2. The method of claim 1, further comprising:
storing the image without the segmentation target object in the second database.
3. The method of claim 2, wherein storing the image without the segmentation target object in the second database comprises:
transforming the image without the segmentation target object; and
storing the transformed image without the segmentation target object in the second database.
4. The method of claim 3, wherein transforming the image without the segmentation target object comprises horizontally flipping or resizing the image without the segmentation target object.
5. The method of claim 2, wherein storing the image without the segmentation target object in the second database comprises:
augmenting the image without the segmentation target object by inserting a target object; and
storing the augmented image in the second database.
6. The method of claim 1, further comprising testing performance of the instance segmentation model on which the second training was performed.
7. The method of claim 6, further comprising repeating, based on a result of testing of the performance not satisfying a predetermined criterion, the second training on the instance segmentation model.
8. The method of claim 7, further comprising updating, before repeating the second training on the instance segmentation model, the second dataset by additionally storing the image without the segmentation target object in the second database.

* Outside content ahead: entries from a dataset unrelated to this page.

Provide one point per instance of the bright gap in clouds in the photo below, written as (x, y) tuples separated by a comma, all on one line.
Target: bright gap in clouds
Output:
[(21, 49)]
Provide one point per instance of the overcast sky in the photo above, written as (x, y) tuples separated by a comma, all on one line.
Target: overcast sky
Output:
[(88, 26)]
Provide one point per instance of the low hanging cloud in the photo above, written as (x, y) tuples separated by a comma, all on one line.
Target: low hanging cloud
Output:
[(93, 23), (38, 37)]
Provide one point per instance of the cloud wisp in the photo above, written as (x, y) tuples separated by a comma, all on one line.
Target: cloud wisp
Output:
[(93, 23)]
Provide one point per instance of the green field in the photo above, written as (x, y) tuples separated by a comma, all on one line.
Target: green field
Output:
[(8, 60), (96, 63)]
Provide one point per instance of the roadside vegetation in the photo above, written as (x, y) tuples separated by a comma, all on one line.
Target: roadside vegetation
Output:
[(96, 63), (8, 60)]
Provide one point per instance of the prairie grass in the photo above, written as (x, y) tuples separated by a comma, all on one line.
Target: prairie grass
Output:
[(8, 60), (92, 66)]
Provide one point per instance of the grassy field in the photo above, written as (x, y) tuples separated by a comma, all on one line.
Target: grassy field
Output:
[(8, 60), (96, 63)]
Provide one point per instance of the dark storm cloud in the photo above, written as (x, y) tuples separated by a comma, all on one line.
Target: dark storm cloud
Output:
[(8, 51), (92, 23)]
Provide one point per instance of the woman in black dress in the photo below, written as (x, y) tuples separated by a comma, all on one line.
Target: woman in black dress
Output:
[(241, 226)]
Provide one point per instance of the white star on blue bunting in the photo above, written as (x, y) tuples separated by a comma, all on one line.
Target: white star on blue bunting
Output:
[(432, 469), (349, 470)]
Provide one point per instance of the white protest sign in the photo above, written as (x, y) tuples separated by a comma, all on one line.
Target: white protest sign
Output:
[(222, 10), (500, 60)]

9. A system configured to train an instance segmentation model, the system comprising:
a first training module configured to perform first training on the instance segmentation model based on a first data set stored in a first database; and
a second training module configured to perform second training on the instance segmentation model on which the first training was performed based on a second dataset stored in a second database,
wherein the second dataset comprises (i) a large-scale open-source dataset and (ii) an image without a segmentation target object that is acquired by capturing a working environment within an industrial site.
10. The system of claim 9, further comprising an image acquisition module configured to capture the working environment within the industrial site to acquire the image without the segmentation target object and store the image without the segmentation target object in the second database.
11. The system of claim 10, wherein the image acquisition module is configured to transform the image without the segmentation target object and store the transformed image in the second database.
12. The system of claim 11, wherein transforming the image comprises horizontally flipping or resizing the image.
13. The system of claim 10, wherein the image acquisition module is configured to augment the image without the segmentation target object by inserting a target object and store the augmented image in the second database.
14. The system of claim 9, further comprising a testing module configured to test performance of the instance segmentation model on which the second training was performed.
15. The system of claim 14, wherein the testing module is configured to, based on a result of testing of the performance not satisfying a predetermined criterion, output a control signal to the second training module to cause the second training module to repeat the second training on the instance segmentation model.
16. The system of claim 14, further comprising an image acquisition module configured to store the image without the segmentation target object in the second database,
wherein the testing module is configured to output a control signal based on a result of testing of the performance not satisfying a predetermined criterion, to update the second dataset by instructing the image acquisition module to additionally acquire the image without the segmentation target object and store the image in the second database.